DEAR ELLEN OSCAR WILLIAMS HAS TOLD ME THAT YOU WOULD LIKE ME TO PRESENT MY PLAY ENTITLED UNDER MILKWOOD IN CHICAGO I SHALL BE DELIGHTED TO DO SO WITH OR WITHOUT CAST BUT NOT WITHOUT CASH SOME TIME BETWEEN NOVEMBER 12TH AND NOVEMBER 15TH ON MY WAY TO HOLLYWOOD WOULD YOU KINDLY GET IN TOUCH WITH MY MANAGER JOHN BRINNIN 100 MEMORIAL DRIVE FOR FULL DETAILS THANK YOU VERY MUCH LOOK FORWARD TO SEEING YOU WITH WARM REGARDS DYLAN THOMAS
But there is more to the Oscar Williams story. The entire Anglo-American poetry world has been unkind to Oscar, the old Captain. No man or woman, in the 40s, 50s, or 60s, did more to popularise modern English-language poetry, than Williams. His anthologies sold in the millions, and were early instruments of celebration of complex, difficult, intelligent, and beautiful, work. His selections were often imaginative, and judicious. He is one of the 20th century heroes of poetry activism, one of the greatest advocates for modern poetry ever. And yet, his own poetry has been unduly neglected, as if the price of his enthusiasm, interest, and commitment - let alone generosity - to countless struggling poets - was to be attacked, or worse, ignored. I suspect there is a complex psychological reason for this - for it often seems that the very people who do the most for poets are those most attacked by poets, too.
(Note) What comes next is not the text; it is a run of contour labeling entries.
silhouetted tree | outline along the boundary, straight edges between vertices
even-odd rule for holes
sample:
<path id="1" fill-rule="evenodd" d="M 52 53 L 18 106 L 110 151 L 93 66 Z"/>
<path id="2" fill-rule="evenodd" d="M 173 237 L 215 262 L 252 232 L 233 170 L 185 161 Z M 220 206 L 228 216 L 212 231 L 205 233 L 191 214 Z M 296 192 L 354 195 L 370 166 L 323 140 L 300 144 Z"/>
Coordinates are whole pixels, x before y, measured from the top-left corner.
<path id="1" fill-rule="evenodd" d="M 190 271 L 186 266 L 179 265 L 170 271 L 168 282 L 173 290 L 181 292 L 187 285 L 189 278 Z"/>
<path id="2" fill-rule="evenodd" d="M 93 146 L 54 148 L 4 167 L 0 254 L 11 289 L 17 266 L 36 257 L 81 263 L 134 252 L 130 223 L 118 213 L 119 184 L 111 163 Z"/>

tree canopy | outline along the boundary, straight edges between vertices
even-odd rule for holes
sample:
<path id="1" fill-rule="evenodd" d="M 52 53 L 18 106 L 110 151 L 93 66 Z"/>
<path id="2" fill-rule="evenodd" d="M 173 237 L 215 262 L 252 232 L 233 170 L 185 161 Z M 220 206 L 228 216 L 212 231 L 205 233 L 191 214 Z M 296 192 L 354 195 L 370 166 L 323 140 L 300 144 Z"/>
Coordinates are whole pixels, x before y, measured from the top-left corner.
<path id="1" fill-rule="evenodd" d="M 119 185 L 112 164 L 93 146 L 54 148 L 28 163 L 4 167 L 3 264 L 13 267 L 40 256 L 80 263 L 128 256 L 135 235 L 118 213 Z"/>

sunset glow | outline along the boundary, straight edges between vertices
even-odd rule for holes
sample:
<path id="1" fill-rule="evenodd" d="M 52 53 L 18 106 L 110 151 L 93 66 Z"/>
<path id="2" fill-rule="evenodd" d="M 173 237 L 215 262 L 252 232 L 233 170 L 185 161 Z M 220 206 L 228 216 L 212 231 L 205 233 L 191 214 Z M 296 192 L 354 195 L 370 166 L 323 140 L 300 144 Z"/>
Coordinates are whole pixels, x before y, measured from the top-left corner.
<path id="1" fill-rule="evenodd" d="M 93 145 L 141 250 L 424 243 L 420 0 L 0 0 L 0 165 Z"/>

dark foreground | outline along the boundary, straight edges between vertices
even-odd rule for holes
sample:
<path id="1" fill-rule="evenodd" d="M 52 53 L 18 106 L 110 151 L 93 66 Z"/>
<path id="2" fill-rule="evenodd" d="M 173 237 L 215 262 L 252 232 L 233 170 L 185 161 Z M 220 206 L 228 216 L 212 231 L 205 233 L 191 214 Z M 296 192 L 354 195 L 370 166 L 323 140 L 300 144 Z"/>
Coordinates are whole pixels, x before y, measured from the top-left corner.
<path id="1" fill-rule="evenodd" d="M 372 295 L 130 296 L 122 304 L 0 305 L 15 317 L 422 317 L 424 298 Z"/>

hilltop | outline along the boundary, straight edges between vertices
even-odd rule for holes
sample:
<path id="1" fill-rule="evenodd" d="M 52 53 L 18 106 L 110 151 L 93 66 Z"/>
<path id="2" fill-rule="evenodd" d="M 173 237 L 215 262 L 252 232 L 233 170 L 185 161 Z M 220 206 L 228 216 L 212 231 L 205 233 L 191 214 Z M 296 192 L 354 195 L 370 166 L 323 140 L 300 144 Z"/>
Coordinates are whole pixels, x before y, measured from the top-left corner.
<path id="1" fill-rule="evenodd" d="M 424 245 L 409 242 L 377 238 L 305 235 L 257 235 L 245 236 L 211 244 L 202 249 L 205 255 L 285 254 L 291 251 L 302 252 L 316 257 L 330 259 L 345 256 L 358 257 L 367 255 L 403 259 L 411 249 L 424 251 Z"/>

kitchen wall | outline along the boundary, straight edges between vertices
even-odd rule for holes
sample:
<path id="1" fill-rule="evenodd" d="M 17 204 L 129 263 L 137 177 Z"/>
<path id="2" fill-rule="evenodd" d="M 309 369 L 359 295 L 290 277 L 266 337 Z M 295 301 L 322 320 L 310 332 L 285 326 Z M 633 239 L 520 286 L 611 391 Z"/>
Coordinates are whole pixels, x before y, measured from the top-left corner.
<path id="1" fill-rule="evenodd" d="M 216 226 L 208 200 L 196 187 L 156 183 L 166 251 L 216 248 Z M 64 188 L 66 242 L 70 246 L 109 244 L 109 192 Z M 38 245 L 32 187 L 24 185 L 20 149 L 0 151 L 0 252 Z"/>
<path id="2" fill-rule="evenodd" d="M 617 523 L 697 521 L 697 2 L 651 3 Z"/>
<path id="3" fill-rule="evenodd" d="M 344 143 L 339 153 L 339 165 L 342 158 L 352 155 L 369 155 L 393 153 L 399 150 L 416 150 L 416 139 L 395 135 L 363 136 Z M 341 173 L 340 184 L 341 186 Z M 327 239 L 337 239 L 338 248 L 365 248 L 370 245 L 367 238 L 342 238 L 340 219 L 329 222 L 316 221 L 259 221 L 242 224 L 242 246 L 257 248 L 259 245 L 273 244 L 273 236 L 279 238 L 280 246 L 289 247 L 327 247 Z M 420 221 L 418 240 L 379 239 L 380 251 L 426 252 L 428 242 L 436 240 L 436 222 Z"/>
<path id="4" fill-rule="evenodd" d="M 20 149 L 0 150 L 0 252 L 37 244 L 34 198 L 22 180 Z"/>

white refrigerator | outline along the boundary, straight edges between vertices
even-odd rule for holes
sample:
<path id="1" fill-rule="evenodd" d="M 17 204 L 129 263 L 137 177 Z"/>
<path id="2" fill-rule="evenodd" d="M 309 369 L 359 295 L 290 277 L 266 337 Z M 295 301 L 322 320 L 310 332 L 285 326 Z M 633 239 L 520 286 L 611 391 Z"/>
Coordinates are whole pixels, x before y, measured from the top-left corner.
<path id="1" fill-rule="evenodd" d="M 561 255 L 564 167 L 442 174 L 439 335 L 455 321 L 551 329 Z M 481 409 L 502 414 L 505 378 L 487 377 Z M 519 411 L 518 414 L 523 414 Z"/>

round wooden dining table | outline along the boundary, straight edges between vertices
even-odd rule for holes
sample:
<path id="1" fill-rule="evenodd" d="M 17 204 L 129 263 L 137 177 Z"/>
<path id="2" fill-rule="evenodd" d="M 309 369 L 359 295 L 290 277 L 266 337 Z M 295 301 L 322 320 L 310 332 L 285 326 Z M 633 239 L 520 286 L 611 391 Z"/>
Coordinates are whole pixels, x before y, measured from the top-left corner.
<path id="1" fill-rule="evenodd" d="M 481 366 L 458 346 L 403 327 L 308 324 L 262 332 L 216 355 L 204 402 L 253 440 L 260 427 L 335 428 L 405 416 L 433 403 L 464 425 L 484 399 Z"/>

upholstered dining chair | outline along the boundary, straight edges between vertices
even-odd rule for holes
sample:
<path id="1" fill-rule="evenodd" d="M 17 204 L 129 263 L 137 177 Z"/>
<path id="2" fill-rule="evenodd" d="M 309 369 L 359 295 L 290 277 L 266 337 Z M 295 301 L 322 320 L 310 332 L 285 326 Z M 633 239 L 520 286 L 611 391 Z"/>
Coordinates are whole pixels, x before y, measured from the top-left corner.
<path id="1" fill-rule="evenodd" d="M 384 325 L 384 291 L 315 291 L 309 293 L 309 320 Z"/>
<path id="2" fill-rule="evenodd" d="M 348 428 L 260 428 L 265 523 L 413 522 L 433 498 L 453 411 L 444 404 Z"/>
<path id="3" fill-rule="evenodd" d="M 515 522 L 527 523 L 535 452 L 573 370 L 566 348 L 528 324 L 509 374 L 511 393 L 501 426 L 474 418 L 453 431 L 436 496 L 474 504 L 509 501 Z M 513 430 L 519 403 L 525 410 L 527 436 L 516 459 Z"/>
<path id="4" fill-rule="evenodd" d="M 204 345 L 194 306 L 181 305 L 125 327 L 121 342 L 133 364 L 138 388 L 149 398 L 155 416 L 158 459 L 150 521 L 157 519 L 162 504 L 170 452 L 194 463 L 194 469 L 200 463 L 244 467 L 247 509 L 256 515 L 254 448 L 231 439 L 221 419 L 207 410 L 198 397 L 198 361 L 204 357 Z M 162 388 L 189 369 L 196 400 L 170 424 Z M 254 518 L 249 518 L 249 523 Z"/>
Perhaps poets despise those who help them to get to their lofty reputations, because so often, those on the way up know (to mix a metaphor) how many eggs were broken to make the reputation souffle, and how many eggshells licked. I don't think Williams is a major poet, deserving of canonical status. But his name is somehow synonymous with the second-rate, and the hapless, in a way that is entirely out of proportion to his dedicated, professional, real historical role. It isn't just Dylan Thomas that owes him. We all do.